Mount Fuji 2026: Neue 4000 Yen Eintrittsgebühr & Booking-Guide für alle Routen

Der Mount Fuji führt 2026 strengere Regeln ein: Eine neue 4000 Yen Eintrittsgebühr und ein verpflichtendes Buchungssystem sollen den Ansturm regeln. Hier erfährst du alles, was du für den Aufstieg wissen musst.

Mal ehrlich: Der Mount Fuji steht auf fast jeder Japan-Bucket-List ganz oben. Einmal den Sonnenaufgang (Goraiko) vom höchsten Punkt des Landes sehen – das ist der Traum. Aber in den letzten Jahren wurde dieser Traum für viele eher zum Albtraum: Überfüllte Wege, gefährliches "Bullet Climbing" und Müllberge haben die Behörden zum Handeln gezwungen.

Für die Saison 2026 gelten daher neue, verschärfte Regeln. Die wichtigste Änderung: Der Aufstieg kostet jetzt pauschal 4000 Yen (ca. 25 Euro) Eintritt, und ohne vorherige Buchung kommst du auf der beliebtesten Route gar nicht mehr durch das Gate. Damit du nicht am Fuß des Berges stehst und umkehren musst, habe ich dir diesen Guide zusammengestellt. Wir schauen uns die Gebühren, das Buchungssystem und die Unterschiede der Routen genau an.

Warum kostet der Fuji jetzt Eintritt?

Vielleicht erinnerst du dich an die Bilder aus den Vorjahren: Menschenschlangen wie im Freizeitpark, nur eben auf 3000 Metern Höhe. Das war nicht nur nervig, sondern auch gefährlich.
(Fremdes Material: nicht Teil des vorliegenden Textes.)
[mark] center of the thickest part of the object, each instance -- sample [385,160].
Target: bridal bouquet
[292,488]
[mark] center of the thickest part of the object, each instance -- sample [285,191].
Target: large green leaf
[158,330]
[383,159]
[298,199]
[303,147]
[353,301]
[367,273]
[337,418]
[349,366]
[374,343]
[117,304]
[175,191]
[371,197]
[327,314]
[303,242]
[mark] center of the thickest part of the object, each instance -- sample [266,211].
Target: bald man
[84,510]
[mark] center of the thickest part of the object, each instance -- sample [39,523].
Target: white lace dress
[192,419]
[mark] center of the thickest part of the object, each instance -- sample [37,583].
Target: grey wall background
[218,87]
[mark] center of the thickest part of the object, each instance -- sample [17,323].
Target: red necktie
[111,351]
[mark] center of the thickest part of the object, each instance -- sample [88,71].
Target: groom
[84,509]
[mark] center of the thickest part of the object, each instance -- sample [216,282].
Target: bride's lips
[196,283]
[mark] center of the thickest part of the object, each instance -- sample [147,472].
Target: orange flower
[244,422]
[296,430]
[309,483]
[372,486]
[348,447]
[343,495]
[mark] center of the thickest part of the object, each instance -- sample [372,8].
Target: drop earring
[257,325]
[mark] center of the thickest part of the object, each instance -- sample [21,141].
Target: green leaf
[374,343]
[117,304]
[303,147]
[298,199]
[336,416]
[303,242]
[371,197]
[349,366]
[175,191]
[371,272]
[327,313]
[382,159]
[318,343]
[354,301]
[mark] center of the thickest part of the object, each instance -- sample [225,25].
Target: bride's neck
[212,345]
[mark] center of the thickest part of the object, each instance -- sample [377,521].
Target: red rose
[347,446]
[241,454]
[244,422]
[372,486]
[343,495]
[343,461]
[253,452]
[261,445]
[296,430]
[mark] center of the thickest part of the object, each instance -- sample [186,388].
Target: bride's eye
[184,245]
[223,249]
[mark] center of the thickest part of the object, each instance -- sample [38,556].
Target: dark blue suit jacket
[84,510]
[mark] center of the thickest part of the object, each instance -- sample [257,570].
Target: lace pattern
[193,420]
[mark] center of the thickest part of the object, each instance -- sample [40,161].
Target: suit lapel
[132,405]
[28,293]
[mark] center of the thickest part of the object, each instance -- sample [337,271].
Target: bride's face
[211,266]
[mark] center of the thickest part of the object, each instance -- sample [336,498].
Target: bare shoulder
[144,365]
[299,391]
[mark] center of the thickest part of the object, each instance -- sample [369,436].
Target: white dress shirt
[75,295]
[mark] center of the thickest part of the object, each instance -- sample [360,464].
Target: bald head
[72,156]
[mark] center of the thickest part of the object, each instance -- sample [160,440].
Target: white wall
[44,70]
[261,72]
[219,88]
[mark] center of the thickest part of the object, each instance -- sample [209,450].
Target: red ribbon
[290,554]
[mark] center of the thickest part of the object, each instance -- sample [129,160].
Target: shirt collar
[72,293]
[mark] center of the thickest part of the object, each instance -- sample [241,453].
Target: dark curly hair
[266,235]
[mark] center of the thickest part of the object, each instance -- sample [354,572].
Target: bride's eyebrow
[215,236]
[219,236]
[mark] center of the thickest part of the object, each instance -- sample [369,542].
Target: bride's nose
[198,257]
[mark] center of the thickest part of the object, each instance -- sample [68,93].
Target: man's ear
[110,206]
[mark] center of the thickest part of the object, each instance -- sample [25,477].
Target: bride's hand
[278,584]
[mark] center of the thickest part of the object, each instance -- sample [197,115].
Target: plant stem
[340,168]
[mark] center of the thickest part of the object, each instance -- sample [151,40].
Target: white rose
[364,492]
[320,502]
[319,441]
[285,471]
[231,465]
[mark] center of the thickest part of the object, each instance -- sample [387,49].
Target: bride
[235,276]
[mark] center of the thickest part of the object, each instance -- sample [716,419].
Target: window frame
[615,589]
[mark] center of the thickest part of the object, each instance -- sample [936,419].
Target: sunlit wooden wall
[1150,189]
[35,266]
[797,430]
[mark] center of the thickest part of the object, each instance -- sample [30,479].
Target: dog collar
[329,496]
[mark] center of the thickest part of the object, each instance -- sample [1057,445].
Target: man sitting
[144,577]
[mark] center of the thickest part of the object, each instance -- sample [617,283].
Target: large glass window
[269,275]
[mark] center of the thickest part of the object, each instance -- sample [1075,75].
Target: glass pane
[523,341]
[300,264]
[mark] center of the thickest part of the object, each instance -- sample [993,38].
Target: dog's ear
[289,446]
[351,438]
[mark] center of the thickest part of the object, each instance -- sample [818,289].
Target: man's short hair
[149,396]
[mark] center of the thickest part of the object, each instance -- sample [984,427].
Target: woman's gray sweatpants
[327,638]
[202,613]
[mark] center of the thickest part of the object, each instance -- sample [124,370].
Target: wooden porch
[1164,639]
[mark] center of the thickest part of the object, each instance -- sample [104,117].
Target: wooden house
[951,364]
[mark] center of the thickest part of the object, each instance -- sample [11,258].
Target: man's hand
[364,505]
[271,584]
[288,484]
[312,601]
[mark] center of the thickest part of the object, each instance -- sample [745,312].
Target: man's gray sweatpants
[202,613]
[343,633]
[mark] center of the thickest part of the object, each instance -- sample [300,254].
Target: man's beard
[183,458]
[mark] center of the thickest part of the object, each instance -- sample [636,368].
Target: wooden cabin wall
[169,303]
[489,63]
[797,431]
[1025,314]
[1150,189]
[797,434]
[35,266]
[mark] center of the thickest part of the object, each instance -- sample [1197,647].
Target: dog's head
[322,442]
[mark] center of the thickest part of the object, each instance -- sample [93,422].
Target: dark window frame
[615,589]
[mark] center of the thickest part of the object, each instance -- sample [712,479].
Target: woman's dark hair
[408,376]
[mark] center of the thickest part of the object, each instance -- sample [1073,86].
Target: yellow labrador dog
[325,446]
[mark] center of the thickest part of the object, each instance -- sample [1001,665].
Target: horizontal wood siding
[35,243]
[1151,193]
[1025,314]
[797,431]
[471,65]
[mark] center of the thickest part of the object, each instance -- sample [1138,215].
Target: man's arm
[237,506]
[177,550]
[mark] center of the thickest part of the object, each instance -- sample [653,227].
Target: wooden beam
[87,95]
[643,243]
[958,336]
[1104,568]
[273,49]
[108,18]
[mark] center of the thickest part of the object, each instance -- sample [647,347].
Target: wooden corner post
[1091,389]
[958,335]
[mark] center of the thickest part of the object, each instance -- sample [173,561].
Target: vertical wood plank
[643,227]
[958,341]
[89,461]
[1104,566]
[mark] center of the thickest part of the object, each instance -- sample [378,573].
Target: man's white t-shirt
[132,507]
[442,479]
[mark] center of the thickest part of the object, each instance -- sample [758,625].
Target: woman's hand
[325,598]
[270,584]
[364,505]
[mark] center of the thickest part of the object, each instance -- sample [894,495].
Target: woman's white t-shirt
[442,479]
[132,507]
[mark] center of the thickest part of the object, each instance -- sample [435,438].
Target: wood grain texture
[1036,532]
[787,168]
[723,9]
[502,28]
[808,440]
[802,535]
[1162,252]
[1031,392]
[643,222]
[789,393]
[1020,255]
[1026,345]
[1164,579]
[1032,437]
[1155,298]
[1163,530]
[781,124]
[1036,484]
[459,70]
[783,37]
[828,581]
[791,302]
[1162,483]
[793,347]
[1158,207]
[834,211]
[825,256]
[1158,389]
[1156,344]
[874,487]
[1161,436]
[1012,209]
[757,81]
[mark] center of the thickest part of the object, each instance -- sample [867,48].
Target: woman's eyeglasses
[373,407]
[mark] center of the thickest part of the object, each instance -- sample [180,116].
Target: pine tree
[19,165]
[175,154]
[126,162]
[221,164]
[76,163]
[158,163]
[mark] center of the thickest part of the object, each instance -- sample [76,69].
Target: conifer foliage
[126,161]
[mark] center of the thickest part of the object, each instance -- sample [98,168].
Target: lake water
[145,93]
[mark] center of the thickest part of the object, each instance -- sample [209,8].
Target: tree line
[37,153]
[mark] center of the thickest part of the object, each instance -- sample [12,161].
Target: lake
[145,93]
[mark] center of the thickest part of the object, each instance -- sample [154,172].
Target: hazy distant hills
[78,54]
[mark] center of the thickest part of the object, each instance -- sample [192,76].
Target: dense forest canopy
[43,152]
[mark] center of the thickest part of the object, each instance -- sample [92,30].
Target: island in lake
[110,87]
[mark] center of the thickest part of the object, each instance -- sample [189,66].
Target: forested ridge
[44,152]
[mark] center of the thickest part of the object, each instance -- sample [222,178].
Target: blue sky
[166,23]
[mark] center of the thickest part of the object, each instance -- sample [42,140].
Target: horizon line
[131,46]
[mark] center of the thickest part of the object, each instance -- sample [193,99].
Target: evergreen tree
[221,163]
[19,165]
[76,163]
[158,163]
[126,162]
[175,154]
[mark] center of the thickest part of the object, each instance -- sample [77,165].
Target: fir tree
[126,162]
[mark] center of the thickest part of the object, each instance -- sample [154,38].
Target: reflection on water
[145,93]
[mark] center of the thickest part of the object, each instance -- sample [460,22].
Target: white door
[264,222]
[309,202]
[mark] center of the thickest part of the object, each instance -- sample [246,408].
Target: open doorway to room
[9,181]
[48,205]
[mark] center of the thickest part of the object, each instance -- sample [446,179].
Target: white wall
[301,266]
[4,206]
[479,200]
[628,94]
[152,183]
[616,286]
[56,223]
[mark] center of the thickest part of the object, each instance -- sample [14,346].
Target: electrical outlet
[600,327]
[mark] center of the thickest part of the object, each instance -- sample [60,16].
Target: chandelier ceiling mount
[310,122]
Die Präfekturen Yamanashi und Shizuoka haben 2024 bereits erste Maßnahmen ergriffen, aber 2026 wird das System nun vollständig und einheitlich durchgezogen.

Die neue Gebühr von 4000 Yen dient drei Hauptzwecken:

  • Mengenbegrenzung: Es gibt ein tägliches Limit an Wanderern (z.B. 4000 Personen auf dem Yoshida Trail).
  • Sicherheit: Mit dem Geld werden Sicherheitspersonal, Bergwacht und medizinische Stationen finanziert.
  • Umweltschutz: Die Instandhaltung der Wege und vor allem die Entsorgung von Müll und Fäkalien in dieser Höhe ist extrem kostspielig.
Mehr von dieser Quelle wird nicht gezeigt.